443 i gol segnati nella prima fase in 144 partite, con una media, quindi, di 3,08. Solo l’Arsenal ha fatto punteggio pieno, ma anche le tedesche Hoffenheim e Leverkusen con 15 e 14 punti, hanno fatto benissimo. Leverkusen 21, Arsenal 20 e Hoffenheim 17, sono anche i club con più gol messi a segno. Benissimo la Dinamo Zagabria in difesa con 1 solo gol subito (Hoffenheim 2, Granada 3). La Sociedad con 9, la squadra che ha raccolto meno punti e che ha fatto più pareggi, 3, come il Benfica. Sociedad anche peggior attacco (5), mentre il Molde ha conquistato i sedicesimi subendo ben 11 gol in 6 partite ai gironi. In questi numeri mancano le 8 retrocesse dalla Champions con lo United che nel girone di ferro con Lipsia e Psg, ha raccolto ben 9 punti e Brugge e Shakhtar che sono arrivate ad un passo dagli ottavi di Champions (traversa nel recupero per i belgi, classifica avulsa per gli ucraini). 3 punti che hanno comunque evitato l’ultimo posto all’Olympiakos, così come i 17 gol subiti dal Salisburgo nel girone dei campioni del Bayern.

Griglia di partenza

Milan, Roma e Napoli. Ci si affida a queste 3 per riportare la Coppa in Italia. Ma non sarà facile, vista la presenza dei club inglesi di primissima fascia come il Leicester, secondo in Premier, l’Arsenal finalista due anni fa, il Tottenham di Mourinho che la vinse nel 2017 con il Manchester United e proprio i red devils, probabilmente i veri favoriti. Quattro inglesi ai primi 4 posti di questa ipotetica griglia. Ma non vanno sottovalutati alcuni club che giocano bene a calcio come Ajax, Leverkusen, Salisburgo e Sociedad o che hanno blasone, vedi il Benfica, lo Shakhtar ed il Psv. Ed infine gli outsider come i ritrovati Rangers di Glasgow, dominatori della Premier scozzese dopo anni di monopolio Celtic, il Lille, ai primissimi posti in Ligue 1, l’imprevedibile Hoffenheim, il Granada o anche il Brugge che ha fatto penare la Lazio in Champions.

Gli scontri diretti

I sedicesimi di finale in programma questa sera, metteranno di fronte alcune squadre che puntano alla vittoria. Tipo Sociedad e Manchester United, Benfica e Arsenal, Granada e Napoli, Salisburgo e Villareal o anche Lille e Ajax. Questo vorrà dire che agli ottavi ci saranno almeno 5 potenziali favorite in meno. Rischiano poco, almeno sulla carta Milan e Roma, contro Stella Rossa e Braga. Ma bisogna capire quanto turnover farà Pioli, visto che le due partite si giocheranno a cavallo tra derby e Milan-Roma e lo stesso Fonseca, che domenica andrà a Benevento e la partita di ritorno la giocherà 72 ore prima dello scontro diretto al Meazza.

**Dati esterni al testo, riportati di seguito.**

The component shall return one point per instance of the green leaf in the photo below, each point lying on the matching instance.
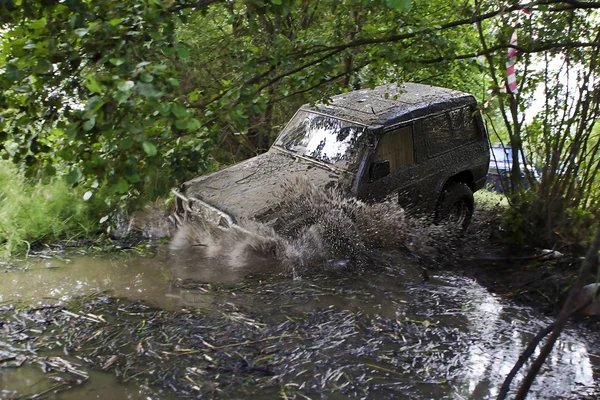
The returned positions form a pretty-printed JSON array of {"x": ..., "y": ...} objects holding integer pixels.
[
  {"x": 148, "y": 90},
  {"x": 38, "y": 24},
  {"x": 116, "y": 21},
  {"x": 149, "y": 148},
  {"x": 125, "y": 85},
  {"x": 145, "y": 77},
  {"x": 178, "y": 110},
  {"x": 117, "y": 61},
  {"x": 92, "y": 84},
  {"x": 73, "y": 177},
  {"x": 181, "y": 124},
  {"x": 193, "y": 124},
  {"x": 89, "y": 124},
  {"x": 122, "y": 186},
  {"x": 182, "y": 51},
  {"x": 81, "y": 32},
  {"x": 398, "y": 5}
]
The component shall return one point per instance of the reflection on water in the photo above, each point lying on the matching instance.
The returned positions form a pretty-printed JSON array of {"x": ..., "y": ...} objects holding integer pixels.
[{"x": 485, "y": 334}]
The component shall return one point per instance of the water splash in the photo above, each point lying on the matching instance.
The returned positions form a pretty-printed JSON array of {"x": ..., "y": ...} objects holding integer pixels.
[{"x": 314, "y": 229}]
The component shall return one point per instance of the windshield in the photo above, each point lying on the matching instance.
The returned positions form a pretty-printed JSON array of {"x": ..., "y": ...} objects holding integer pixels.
[
  {"x": 504, "y": 155},
  {"x": 324, "y": 138}
]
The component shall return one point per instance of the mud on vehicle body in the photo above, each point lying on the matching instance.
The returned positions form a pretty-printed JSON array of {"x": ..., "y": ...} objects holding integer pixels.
[{"x": 426, "y": 145}]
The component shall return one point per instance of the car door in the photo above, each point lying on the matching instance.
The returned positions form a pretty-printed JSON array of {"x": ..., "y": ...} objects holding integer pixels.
[{"x": 392, "y": 167}]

Favoritissimi Tottenham, Leicester, Leverkusen e Hoffenheim contro Wolfsberger, Slavia Praga, Young Boys e Molde. Qualche problema potrebbe averlo Shakhtar contro il Maccabi e i Rangers contro la sorpresa della prima fase, i belgi dell’Anversa. Equilibrio totale tra Dinamo Kiev e Brugge, tra Krasnodar e Dinamo Zagabria e tra Olympiakos e Psv. Agli ottavi queste ultime 3 sfide potrebbero consegnare alle urna, le palline desiderate da tutte. Sempre sulla carta, ci mancherebbe.